Unfortunately, Sadat's popularity abroad was matched by a new animosity felt toward him in Egypt and around the Arab world. Opposition to the treaty, a declining Egyptian economy and Sadat's quashing of the resulting dissent led to general upheaval. On October 6, 1981, Anwar Sadat was assassinated in Cairo by Muslim extremists during a military parade commemorating the victory of the Yom Kippur War!

President Hosni Mubarak

Following this tragedy, Vice-President Hosni Mubarak became president of Egypt from 1981 to 2011. “Before he entered politics, Mubarak was a career officer in the Egyptian Air Force. He served as its commander from 1972 to 1975 and rose to the rank of air chief marshal in 1973. His presidency lasted almost thirty years, making him Egypt's longest-serving ruler since Muhammad Ali Pasha, who ruled the country for 43 years from 1805 to 1848.”

Mubarak’s rule was marred by political and economic crises. In 2011, the winds of the Arab Spring that began in Tunisia, blew over to Egypt. Crowds of dissatisfied young people gathered at Tahrir Square (Liberation Square) in Cairo, demanding change in the regime. After 18 days of demonstrations, President Mubarak resigned on 11 February 2011, and transferred authority to the Supreme Council of the Armed Forces. He was jailed for six years after the uprising but was freed in 2017. He died, on 25 February 2020, at the age of 91.

President Mohamed Morsi

In a rather confusing atmosphere that Egypt experienced after the “fall” of the Hosni Mubarak regime, the country elected a civilian president, Mohamed Morsi. He was an Egyptian politician and engineer, having studied both in Egypt and in the United States. Soon after his election, It became clear that the vast majority of Egyptians did not want to live under an Islamist regime. The opposition formed “The National Salvation Front” (NSF) under the leadership of Mohammed el-Baradei and Amr Moussa whose goal was the formation of a commission to amend the constitution that had been adopted in 2012, and signed into law by President Morsi on 26 December 2012. Massive riots took place throughout Egypt on 30 June 2012 demanding the resignation of the President. In response, on 3 July 2013, General Abdel Fattah el-Sisi removed him from office in a coup d'état.

For the last seventy decades (1952 – 2020) Egypt’s governance has been under military men, except for one brief year. By pointing to this historical fact, I’m not rendering a positive, or a negative judgment. I’m simply referring to the special role of the military in the life of Egypt since the end of the Monarchy. My hope is that the country would enjoy a period of calm and stability, thus enabling the Government to cope with the mounting economic, and demographic challenges facing the future of the country.
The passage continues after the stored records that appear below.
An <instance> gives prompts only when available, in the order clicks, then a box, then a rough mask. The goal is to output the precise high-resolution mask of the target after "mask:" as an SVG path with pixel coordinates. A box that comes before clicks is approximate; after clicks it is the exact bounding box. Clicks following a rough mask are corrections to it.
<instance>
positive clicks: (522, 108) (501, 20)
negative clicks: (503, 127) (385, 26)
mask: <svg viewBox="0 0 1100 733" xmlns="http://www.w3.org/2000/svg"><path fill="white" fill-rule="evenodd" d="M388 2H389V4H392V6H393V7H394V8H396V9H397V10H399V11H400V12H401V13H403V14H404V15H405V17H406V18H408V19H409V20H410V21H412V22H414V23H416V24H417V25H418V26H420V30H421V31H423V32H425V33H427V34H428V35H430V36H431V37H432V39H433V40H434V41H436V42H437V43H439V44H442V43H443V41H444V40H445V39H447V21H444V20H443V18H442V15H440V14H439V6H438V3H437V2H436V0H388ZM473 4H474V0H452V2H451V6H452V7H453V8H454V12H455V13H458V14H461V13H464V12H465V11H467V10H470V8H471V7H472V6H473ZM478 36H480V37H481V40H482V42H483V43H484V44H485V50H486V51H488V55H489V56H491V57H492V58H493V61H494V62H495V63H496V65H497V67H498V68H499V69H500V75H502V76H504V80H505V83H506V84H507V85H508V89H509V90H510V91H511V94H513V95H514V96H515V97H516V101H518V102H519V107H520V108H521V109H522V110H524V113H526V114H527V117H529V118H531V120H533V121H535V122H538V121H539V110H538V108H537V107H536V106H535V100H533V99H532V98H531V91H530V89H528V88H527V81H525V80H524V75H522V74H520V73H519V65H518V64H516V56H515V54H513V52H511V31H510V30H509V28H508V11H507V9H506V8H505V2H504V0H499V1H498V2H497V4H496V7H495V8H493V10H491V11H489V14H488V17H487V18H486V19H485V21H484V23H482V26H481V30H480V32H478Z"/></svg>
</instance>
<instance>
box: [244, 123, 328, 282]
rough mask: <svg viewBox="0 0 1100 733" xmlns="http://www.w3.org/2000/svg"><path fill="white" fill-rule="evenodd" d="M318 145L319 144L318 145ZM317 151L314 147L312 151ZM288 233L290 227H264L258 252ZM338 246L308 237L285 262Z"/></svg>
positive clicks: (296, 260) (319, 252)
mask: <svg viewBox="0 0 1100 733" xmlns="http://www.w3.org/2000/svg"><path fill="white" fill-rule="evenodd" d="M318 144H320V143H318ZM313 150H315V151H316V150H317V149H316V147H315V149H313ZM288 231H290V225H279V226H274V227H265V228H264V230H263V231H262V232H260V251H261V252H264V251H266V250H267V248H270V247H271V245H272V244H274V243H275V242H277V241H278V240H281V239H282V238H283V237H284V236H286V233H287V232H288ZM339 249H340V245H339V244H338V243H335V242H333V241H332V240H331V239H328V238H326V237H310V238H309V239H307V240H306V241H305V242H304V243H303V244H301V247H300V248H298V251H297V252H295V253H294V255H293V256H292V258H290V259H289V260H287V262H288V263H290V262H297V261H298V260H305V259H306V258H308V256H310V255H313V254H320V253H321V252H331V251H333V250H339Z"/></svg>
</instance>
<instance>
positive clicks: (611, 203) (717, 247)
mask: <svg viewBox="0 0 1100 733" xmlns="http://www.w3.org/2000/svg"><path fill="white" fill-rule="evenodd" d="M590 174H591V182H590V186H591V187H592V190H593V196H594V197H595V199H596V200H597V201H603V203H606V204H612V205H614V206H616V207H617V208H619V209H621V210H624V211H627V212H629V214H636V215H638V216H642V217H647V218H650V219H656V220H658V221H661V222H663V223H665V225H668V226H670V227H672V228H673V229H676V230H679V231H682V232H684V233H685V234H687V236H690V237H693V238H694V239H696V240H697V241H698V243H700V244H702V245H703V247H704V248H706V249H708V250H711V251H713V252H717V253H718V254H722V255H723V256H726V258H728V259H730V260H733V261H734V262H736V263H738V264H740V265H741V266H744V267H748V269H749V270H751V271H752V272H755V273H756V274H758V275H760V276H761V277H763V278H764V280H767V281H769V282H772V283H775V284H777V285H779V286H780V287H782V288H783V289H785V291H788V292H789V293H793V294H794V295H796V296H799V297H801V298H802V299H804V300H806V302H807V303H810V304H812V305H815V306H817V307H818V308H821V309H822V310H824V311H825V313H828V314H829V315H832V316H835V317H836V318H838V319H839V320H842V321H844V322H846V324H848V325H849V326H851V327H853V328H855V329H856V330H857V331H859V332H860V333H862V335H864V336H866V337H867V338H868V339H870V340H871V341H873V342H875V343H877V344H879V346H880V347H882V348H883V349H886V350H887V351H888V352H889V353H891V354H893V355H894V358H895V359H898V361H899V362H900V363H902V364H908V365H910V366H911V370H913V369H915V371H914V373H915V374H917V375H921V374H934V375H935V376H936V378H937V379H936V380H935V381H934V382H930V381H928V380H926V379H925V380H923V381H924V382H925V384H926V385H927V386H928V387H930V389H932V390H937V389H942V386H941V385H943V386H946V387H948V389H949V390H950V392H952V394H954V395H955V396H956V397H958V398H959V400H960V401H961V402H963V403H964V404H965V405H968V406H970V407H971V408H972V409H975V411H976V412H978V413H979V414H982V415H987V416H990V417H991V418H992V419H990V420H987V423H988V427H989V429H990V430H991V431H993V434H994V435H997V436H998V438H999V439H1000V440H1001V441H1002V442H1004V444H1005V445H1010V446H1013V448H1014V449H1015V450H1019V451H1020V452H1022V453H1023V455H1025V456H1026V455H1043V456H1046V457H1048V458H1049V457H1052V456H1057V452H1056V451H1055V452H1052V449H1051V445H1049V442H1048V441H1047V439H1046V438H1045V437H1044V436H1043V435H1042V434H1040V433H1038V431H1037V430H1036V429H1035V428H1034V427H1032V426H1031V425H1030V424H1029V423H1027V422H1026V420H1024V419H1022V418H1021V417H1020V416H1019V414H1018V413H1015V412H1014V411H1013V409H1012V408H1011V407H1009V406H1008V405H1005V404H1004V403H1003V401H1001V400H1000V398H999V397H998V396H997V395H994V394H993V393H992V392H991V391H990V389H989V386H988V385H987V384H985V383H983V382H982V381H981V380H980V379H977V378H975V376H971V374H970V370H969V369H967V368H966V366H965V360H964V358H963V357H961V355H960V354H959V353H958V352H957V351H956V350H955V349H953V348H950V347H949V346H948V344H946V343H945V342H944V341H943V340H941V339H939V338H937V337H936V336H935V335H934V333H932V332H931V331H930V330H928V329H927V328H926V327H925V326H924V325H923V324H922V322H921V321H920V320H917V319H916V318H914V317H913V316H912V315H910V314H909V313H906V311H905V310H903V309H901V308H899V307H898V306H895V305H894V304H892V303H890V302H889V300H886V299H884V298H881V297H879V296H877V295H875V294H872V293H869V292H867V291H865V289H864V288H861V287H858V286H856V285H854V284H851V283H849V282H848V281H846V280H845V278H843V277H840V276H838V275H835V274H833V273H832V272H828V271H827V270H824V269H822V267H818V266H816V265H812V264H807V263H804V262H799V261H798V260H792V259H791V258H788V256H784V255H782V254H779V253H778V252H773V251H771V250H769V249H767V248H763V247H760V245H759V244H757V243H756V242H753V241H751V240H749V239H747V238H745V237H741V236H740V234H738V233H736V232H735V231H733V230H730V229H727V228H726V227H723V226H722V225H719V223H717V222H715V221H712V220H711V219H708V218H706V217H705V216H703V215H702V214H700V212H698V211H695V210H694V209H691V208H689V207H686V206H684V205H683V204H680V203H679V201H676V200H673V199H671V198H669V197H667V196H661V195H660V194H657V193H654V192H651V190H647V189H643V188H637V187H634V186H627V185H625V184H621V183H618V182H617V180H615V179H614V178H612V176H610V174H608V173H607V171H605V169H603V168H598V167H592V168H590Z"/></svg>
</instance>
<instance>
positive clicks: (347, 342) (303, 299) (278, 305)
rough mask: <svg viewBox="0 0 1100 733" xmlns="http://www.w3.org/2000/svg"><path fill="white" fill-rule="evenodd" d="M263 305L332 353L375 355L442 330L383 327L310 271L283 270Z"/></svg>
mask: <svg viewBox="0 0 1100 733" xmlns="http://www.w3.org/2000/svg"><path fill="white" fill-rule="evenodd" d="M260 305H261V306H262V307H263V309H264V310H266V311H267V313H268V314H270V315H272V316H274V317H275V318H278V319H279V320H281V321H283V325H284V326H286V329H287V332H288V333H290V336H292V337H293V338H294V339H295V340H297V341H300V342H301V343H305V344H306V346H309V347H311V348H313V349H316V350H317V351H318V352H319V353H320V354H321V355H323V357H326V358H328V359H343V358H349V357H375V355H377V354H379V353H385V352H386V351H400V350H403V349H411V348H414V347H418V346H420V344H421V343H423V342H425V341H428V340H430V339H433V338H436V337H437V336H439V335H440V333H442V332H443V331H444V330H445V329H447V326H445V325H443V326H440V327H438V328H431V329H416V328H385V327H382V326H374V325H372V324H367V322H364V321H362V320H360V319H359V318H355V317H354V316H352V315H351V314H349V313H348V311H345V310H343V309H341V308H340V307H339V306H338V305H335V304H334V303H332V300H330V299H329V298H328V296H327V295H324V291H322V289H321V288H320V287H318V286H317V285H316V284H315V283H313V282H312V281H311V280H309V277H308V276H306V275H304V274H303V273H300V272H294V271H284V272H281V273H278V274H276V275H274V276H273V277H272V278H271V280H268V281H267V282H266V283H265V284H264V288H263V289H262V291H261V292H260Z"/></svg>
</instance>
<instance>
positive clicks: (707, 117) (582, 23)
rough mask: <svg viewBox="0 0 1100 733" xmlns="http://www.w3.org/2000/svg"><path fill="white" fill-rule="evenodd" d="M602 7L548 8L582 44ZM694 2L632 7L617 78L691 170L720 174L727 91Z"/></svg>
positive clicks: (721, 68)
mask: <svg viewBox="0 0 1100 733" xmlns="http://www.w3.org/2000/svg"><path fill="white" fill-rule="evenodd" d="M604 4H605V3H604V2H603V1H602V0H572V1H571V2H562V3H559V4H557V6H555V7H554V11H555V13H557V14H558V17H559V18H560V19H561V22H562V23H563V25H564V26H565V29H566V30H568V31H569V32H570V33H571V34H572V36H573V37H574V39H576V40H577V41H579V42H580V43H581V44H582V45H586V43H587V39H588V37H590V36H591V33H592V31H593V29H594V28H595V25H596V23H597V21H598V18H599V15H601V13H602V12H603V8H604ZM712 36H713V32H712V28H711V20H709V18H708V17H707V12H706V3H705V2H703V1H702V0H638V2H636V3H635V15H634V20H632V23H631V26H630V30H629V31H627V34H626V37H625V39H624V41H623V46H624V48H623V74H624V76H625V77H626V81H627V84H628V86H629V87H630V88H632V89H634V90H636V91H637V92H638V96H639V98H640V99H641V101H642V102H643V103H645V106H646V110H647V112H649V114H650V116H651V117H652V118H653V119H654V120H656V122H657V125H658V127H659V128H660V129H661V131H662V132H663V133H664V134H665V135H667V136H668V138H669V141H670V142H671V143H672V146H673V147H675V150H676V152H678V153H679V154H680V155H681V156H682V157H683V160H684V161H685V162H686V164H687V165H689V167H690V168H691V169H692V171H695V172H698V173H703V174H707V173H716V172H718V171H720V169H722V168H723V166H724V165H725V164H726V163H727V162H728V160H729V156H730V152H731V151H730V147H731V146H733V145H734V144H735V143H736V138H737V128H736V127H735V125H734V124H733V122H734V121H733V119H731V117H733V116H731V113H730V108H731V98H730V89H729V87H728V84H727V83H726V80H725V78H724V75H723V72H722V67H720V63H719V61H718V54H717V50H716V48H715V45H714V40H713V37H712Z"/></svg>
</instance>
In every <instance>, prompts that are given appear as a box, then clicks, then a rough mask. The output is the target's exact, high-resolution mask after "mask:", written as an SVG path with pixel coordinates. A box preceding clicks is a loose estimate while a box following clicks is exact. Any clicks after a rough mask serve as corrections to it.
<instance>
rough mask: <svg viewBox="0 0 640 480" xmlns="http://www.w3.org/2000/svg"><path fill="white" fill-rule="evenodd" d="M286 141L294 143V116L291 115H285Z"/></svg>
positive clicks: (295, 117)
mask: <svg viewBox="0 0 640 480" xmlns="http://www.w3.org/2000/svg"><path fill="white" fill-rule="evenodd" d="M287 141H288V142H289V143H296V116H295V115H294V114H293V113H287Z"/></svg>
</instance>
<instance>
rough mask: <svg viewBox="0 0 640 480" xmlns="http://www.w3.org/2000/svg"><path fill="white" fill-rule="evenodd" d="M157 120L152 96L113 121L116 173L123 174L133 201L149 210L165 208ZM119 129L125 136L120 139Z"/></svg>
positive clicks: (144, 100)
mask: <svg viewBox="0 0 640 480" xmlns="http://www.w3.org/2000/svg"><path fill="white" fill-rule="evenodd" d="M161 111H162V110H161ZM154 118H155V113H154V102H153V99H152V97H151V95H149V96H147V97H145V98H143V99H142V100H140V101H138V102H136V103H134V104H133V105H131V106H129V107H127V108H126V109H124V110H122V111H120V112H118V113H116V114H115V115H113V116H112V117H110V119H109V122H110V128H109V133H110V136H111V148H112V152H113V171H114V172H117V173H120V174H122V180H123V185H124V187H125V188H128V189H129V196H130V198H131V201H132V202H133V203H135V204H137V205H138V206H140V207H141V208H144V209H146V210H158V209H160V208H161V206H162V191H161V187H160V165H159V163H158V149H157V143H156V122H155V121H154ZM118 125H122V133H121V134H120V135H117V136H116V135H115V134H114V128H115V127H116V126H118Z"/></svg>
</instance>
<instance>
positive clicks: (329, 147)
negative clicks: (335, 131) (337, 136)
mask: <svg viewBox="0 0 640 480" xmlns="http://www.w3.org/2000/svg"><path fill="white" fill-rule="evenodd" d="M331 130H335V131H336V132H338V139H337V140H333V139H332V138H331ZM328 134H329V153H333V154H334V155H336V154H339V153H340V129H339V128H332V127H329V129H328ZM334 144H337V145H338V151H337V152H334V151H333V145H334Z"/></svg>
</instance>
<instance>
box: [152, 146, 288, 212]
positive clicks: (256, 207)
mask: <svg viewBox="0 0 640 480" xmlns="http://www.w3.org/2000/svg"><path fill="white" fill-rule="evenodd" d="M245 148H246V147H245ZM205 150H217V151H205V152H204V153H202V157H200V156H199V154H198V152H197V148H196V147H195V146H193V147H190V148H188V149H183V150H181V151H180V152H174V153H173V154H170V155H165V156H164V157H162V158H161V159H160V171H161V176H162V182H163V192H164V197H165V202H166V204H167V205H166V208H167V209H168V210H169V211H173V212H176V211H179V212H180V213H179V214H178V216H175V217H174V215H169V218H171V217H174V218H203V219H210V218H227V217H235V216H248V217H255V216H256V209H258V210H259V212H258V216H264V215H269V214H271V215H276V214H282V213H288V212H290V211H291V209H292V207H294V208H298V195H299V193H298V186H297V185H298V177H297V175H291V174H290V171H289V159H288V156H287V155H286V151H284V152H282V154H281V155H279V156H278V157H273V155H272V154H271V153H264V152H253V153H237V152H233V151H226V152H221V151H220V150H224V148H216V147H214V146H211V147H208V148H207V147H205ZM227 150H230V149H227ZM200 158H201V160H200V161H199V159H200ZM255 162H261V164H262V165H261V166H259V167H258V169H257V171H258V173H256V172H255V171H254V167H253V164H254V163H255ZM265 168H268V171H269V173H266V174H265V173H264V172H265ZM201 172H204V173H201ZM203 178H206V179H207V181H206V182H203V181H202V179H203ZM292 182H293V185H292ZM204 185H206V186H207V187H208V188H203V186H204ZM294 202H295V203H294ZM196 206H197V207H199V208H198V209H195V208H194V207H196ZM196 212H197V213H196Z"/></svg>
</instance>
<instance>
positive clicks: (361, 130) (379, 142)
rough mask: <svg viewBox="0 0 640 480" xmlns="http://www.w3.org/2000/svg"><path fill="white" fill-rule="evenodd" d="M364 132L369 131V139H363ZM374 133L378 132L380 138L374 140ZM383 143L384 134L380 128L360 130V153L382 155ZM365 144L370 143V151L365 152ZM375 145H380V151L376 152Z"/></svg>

I would like to end my article by referring to “The Role of the Suez Canal in the Life and Economy of Egypt."

“The Role of the Suez Canal in the Life and Economy of Egypt,”

In 1956, President Nasser nationalized the Suez Canal that had been under joint control of Britain and France for a long time. Very soon after, Israel invaded the Sinai, and was soon joined by British and French forces that landed in the Canal area. Egypt blocked the Canal to all shipping from 1956 until March 1957. The United States, the Soviet Union, and the United Nations forced the invading powers to withdraw from the areas they had occupied. However, Israel attained for the first time, freedom of navigation through the Straits of Tiran, an essential maritime route to Eilat, on the Gulf of Aqaba.

A second closing of the Suez Canal took place during the Six Day War of June 196; it remained closed for more than 8 years.

Egypt’s revenue from the Suez Canal was $853.7 million in April and March 2020, 4.1 percent higher than the same period a year earlier.

In 2014, Egypt announced a plan to deepen the canal and create a new 22-mile lane branching off the main channel, due to the increase in the traffic and accommodate two-way traffic of tanker ships.